Family Affair – Dracakis Jewellers

Jenny Berich meets the family behind one of Australia's most respected jewellery stores.
Established by Paul and Helen Dracakis in 1980, Sydney’s Dracakis Jewellers is a successful “family business” in the true sense of the word.
Many businesses claim to be “family businesses” but few can claim the genuine solidarity of Paul and Helen and their three sons in their commitment to each other and their business.
Humble beginnings
 
Paul emigrated to Australia from Greece in 1957 when he was just 17 looking for a better life. With no formal qualifications, life in the “land of opportunity” was not always easy but he knew from the beginning that his future lay in the jewellery industry.

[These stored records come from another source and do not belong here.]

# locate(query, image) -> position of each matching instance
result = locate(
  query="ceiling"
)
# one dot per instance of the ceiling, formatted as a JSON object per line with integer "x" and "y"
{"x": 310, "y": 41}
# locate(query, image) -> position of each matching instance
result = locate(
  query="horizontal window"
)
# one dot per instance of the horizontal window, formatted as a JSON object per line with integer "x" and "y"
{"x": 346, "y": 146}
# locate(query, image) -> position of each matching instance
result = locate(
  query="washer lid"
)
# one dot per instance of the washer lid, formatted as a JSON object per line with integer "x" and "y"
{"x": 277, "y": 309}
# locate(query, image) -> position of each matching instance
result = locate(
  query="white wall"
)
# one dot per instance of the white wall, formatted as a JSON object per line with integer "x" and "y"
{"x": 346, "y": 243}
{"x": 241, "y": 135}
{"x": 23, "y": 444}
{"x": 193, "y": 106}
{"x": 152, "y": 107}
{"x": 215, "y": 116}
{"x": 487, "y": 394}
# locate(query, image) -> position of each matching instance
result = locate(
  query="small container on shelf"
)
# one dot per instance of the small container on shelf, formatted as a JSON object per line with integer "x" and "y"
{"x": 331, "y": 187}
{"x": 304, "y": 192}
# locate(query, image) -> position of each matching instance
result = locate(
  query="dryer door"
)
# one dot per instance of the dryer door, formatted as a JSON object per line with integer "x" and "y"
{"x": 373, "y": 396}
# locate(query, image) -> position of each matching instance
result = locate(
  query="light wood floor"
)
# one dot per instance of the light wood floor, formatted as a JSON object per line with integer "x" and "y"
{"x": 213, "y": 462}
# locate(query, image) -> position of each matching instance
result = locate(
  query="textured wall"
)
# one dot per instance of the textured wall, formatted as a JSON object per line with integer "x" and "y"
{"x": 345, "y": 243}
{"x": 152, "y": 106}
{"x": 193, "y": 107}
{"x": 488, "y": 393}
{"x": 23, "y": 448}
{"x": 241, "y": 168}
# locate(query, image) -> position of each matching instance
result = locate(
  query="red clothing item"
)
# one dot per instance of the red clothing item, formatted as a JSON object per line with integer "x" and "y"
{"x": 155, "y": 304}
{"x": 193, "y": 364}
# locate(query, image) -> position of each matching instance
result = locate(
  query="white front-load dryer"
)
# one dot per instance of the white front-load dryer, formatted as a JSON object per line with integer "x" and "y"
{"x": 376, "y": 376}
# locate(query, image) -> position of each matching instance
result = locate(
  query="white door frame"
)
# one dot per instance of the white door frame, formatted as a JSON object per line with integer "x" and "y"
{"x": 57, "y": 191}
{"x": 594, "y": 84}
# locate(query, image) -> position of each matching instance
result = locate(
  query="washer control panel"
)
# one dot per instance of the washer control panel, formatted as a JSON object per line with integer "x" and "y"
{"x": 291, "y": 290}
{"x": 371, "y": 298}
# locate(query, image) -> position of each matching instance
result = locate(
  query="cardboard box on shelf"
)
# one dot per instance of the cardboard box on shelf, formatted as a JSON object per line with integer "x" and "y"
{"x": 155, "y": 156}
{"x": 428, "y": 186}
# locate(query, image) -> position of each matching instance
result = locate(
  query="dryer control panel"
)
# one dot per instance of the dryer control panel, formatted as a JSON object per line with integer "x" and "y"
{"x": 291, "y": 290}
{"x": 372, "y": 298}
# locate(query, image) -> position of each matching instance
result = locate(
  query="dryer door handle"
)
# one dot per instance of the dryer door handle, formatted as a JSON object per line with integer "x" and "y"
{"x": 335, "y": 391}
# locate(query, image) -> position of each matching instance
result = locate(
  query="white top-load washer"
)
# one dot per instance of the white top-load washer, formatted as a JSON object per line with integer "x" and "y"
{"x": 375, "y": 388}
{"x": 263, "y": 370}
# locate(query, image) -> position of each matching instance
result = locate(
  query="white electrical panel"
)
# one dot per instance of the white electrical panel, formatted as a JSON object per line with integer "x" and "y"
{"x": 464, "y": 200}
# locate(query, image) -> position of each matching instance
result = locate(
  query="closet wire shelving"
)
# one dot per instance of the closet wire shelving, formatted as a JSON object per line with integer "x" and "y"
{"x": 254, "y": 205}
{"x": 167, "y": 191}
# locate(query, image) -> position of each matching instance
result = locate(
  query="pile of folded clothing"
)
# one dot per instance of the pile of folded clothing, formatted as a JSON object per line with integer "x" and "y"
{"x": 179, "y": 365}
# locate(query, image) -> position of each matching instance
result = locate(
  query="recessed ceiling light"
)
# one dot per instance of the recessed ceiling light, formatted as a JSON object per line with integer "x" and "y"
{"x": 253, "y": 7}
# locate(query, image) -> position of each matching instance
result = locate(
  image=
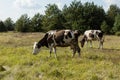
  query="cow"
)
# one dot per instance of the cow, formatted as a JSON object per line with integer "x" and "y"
{"x": 90, "y": 35}
{"x": 60, "y": 38}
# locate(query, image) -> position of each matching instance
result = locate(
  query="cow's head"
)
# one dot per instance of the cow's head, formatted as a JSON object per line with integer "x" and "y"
{"x": 83, "y": 41}
{"x": 36, "y": 48}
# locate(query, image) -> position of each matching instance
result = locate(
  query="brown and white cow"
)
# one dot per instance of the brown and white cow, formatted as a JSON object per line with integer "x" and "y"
{"x": 61, "y": 38}
{"x": 90, "y": 35}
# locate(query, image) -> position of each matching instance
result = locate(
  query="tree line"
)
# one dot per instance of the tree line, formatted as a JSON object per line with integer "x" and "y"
{"x": 75, "y": 16}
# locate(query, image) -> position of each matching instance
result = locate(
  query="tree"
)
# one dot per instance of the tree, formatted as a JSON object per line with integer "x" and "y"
{"x": 2, "y": 27}
{"x": 111, "y": 14}
{"x": 116, "y": 27}
{"x": 104, "y": 27}
{"x": 37, "y": 22}
{"x": 23, "y": 24}
{"x": 9, "y": 24}
{"x": 93, "y": 15}
{"x": 53, "y": 18}
{"x": 73, "y": 15}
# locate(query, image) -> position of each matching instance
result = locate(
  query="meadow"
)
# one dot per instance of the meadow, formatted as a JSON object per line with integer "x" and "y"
{"x": 18, "y": 63}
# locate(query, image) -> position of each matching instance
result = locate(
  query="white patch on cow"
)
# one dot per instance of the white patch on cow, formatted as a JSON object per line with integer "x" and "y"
{"x": 96, "y": 37}
{"x": 68, "y": 40}
{"x": 35, "y": 48}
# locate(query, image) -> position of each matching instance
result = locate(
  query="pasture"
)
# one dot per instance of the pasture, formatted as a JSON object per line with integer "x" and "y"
{"x": 18, "y": 63}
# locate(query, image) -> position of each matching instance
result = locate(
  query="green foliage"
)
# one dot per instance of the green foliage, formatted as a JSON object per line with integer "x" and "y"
{"x": 116, "y": 27}
{"x": 2, "y": 27}
{"x": 20, "y": 64}
{"x": 9, "y": 24}
{"x": 105, "y": 27}
{"x": 75, "y": 16}
{"x": 36, "y": 22}
{"x": 53, "y": 18}
{"x": 23, "y": 24}
{"x": 111, "y": 14}
{"x": 117, "y": 33}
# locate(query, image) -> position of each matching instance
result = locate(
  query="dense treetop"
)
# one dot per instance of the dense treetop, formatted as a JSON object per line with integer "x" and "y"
{"x": 75, "y": 16}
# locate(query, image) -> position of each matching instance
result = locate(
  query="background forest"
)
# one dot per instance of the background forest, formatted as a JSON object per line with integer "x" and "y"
{"x": 75, "y": 16}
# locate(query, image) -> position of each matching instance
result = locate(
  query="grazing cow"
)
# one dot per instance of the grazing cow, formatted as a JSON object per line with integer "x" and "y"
{"x": 90, "y": 35}
{"x": 61, "y": 38}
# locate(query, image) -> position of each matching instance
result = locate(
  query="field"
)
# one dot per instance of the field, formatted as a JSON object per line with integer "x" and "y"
{"x": 18, "y": 63}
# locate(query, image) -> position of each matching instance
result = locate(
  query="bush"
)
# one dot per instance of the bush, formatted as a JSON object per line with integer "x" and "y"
{"x": 117, "y": 33}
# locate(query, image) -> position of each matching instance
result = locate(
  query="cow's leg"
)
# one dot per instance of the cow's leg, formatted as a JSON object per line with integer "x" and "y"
{"x": 54, "y": 50}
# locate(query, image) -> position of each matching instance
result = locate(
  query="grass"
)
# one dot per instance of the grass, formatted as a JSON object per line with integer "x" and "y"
{"x": 17, "y": 62}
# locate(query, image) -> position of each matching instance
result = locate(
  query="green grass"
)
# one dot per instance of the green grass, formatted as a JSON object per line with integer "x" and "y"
{"x": 20, "y": 64}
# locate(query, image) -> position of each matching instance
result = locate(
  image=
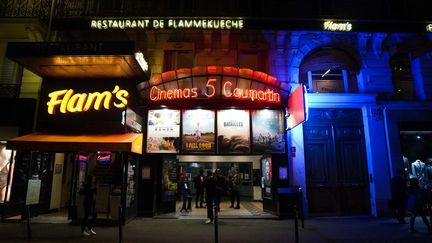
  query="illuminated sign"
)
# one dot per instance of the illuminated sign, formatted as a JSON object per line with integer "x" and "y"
{"x": 167, "y": 23}
{"x": 69, "y": 101}
{"x": 141, "y": 61}
{"x": 332, "y": 26}
{"x": 228, "y": 91}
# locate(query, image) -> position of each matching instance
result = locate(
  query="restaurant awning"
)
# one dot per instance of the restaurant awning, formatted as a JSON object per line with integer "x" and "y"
{"x": 80, "y": 60}
{"x": 127, "y": 142}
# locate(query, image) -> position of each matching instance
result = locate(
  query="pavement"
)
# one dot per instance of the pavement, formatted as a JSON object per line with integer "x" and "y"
{"x": 238, "y": 230}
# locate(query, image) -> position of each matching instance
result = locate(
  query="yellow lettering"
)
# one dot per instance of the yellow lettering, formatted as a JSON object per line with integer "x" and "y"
{"x": 122, "y": 96}
{"x": 70, "y": 102}
{"x": 54, "y": 100}
{"x": 65, "y": 100}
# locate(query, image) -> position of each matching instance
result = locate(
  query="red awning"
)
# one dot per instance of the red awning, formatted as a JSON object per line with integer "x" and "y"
{"x": 127, "y": 142}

“In Greece a friend had worked in a jewellery shop,” he recalls. “Sometimes when the boss wasn’t around he would let me do repairs and other small jobs which I really liked so I gradually developed a real feeling for jewellery and dreamed of running my own store one day.”
On his arrival in Sydney, Paul’s dream remained the same: “I saw that the quality of jewellery on sale in jewellery shops was quite low so I wanted to change that. My dream was to own my own jewellery store and sell nothing but the best. I didn’t want to be just another jeweller.”
However, 23 years passed before Paul had a chance to realise his dream.
“When I had my four beautiful children (Peter, Nicholas, Theodore and Fotina) I knew the time would come when these children would need a job but I didn’t want them to work for someone else. I wanted them to be in charge of their own destinies…”
Paul and Helen bought a jewellery store in Manly in 1979 although Paul is quick to admit that it wasn’t his dream store.
“It was a jewellery store like every other jewellery store but when you first start a business you start at the bottom as you don’t have much choice.”
In 1986  the couple bought their second shop in the Warringah Mall shopping centre in Brookvale. Helen continued to run the Manly store while Paul took on the running of the new store.
“The Warringah Mall store wasn’t my dream store either but it was better than the Manly store so we eventually sold the Manly store (in 1987) and bought this store in Mosman in 1992.
“The Mosman store was, and still is, my dream store,” he says.
Originally a National Australia Bank outlet, Paul and Helen gave the store a major makeover before opening for business.
“It took two years before Mosman Council gave us permission to convert the space into a jewellery store but when we did we spent a lot of money on the fit-out to make sure it was perfect.”
The store won the Shopfitting Association of Australia’s award for best shopfitting in 1995.
Today the store is still “perfect”. Featuring large display windows, solid cherrywood cabinets and fittings as well as rich blue carpet, the store stocks Cartier and Baume & Mercier watches, Hearts on Fire diamonds and an extensive collection of handmade gold and silver jewellery.
Paul says, that in retrospect, the family made only one mistake in the store’s design – “it’s almost too perfect”.
“A lot of people come in and say ‘I’ve never been here before because it looks too expensive but now I am glad I came’ because they find the prices are more competitive than they thought.”
The new generation
Although Paul’s goal was always for Dracakis Jewellers to be a family business it wasn’t easy to convince all his children to share the same dream.
“I always told my children ‘you’ve got to work for yourself, you can’t work for someone else’ but they have not always listened,” he says.
For example, Nicholas was initially reluctant to join the business as he wanted to pursue a running career.
“I probably had the least love of jewellery out of us brothers so I didn’t join the business straight after school like they did,” he says.
In his mid-twenties however Nicholas had a change of mind and joined the family business.
“I realised that in the business there is a certain guarantee that if you work hard there will be a reward at the end of the line as opposed to the uncertainty of a running career where a bout of the flu or a knee injury on the wrong day can ruin it all,” he recalls.
“As I was the last one to join the company I had to start at the bottom cleaning windows and vacuuming carpets.
“We only had the Warringah Mall store at the time so basically the whole family would get in the car together, go to work together and then go home together.
“It wasn’t easy but at the end of the day there was one big chief controlling all of us and we were all working towards the same goal.”
Today Nicholas, who runs the Warringah Mall store with Peter while Paul and Theodore manage the Mosman store, says he, like his father and brothers, has a “huge passion for jewellery and the whole industry”.
Although Paul has no formal jewellery qualifications, all three brothers have completed their diplomas of gemmology. In addition, Peter and Nicholas have completed diplomas in diamond technology and are registered valuers while Peter and Theodore are both qualified master jewellers, and Peter is also a diamond setter.
Paul and his sons meet at the Mosman store every Tuesday night.
“We have something to eat together and then we talk business,” says Paul.
They all agree that running the business as a family rather than as a sole-operator is one of the keys to Dracakis Jewellers success.
Nonetheless at 69-years of age, Paul is still very much the boss of the family business.
He has no immediate plans to retire from the business but is not overly concerned about future of the family business if he does.
“My three sons can run the business perfectly without me already,” he smiles.